Best Record size for zfs

arrogantrabbit · June 22, 2023, 5:51am

It’s somewhat counterintuitive but very logical. The issue here is not space but random IO. Every read from HDD involves seek latency (huge) and transfer time (depends on object size). For small objects seek greatly exeeds transfer time. Moreover, every file access involves metadata read — another small object fetch.

If you have cache — yes, subsequent reads will be fetched from the cache, provided you have enough ram to fully cache metadata, but the first read must come from disk. Furthermore, looking at my node, number of chunks that end up repeatedly read is very small (but those that do get repeatedly read are read a lot of times).

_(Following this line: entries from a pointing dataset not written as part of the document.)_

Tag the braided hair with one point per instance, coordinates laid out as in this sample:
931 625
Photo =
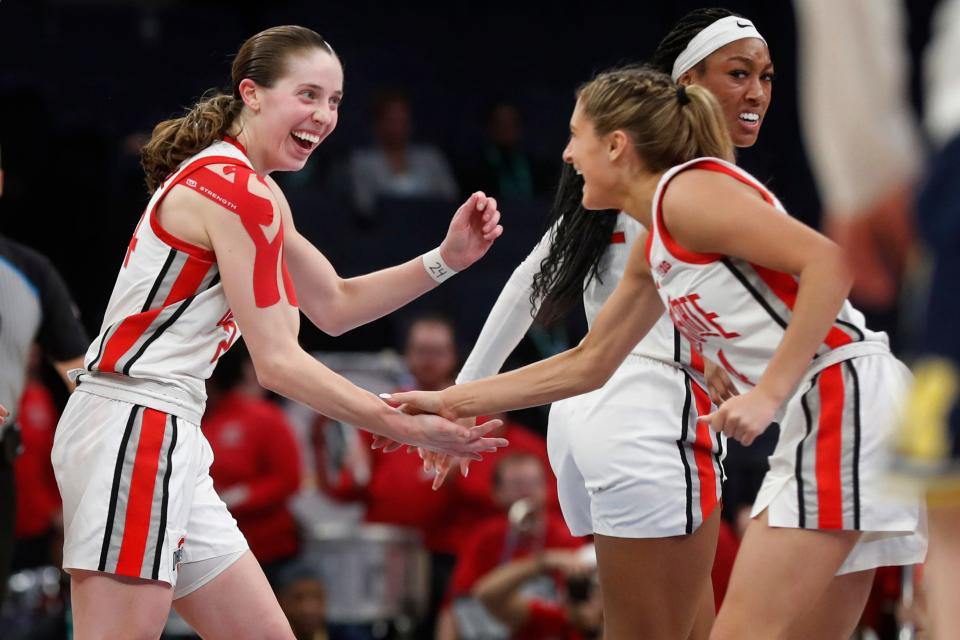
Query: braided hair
682 33
581 237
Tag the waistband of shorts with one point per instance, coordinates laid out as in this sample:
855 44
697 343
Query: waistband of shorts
147 393
847 352
641 358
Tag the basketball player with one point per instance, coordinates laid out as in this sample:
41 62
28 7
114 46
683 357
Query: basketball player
217 252
627 436
764 296
868 183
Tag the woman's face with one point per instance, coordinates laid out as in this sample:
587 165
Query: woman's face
591 158
740 75
300 110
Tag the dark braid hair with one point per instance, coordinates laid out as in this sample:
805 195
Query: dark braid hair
682 33
576 246
581 237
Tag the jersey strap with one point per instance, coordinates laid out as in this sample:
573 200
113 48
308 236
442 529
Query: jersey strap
257 216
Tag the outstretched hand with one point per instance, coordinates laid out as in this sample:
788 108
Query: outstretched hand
473 229
436 433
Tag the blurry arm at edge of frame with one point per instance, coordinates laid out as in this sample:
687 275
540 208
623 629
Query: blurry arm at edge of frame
863 141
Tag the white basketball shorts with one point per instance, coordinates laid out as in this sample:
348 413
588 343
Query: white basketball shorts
827 471
137 495
631 460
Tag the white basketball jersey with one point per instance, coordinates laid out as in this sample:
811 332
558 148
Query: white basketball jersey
663 342
168 320
734 311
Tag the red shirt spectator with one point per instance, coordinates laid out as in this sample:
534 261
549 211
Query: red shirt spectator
38 498
474 503
546 621
397 491
492 544
256 470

With special device you would send all metadata and small files (say, under 4K) to SSD and leave only large files on HDD. That way small files don’t have latency hit, metadata does not contribute extra IO to hdd, and disks are left doing whatever they do best — store large files, where seek time is much smaller compared to transfer time, and therefore is less impactful.

Rule of thumb is special device should be 0.3% of pool size. For 10TB pool it’s 30GB. If we also want to store say 1M of small under 4K files — it’s another sub-4GB of space. 50GB SSD completely covers the needs of 10TB pool and completely eliminates random IO associated with metadata lookup and small files. This also absolves you from needing to cache that — so you have larger cache remaining for actual data (albeit it may not be even needed at this point).

Here is a thread with stats from my node on chunks re-use and other performance related tidbits: Notes on storage node performance optimization on ZFS

Record size indeed leave at default. ZFS with compression enabled will not waste space.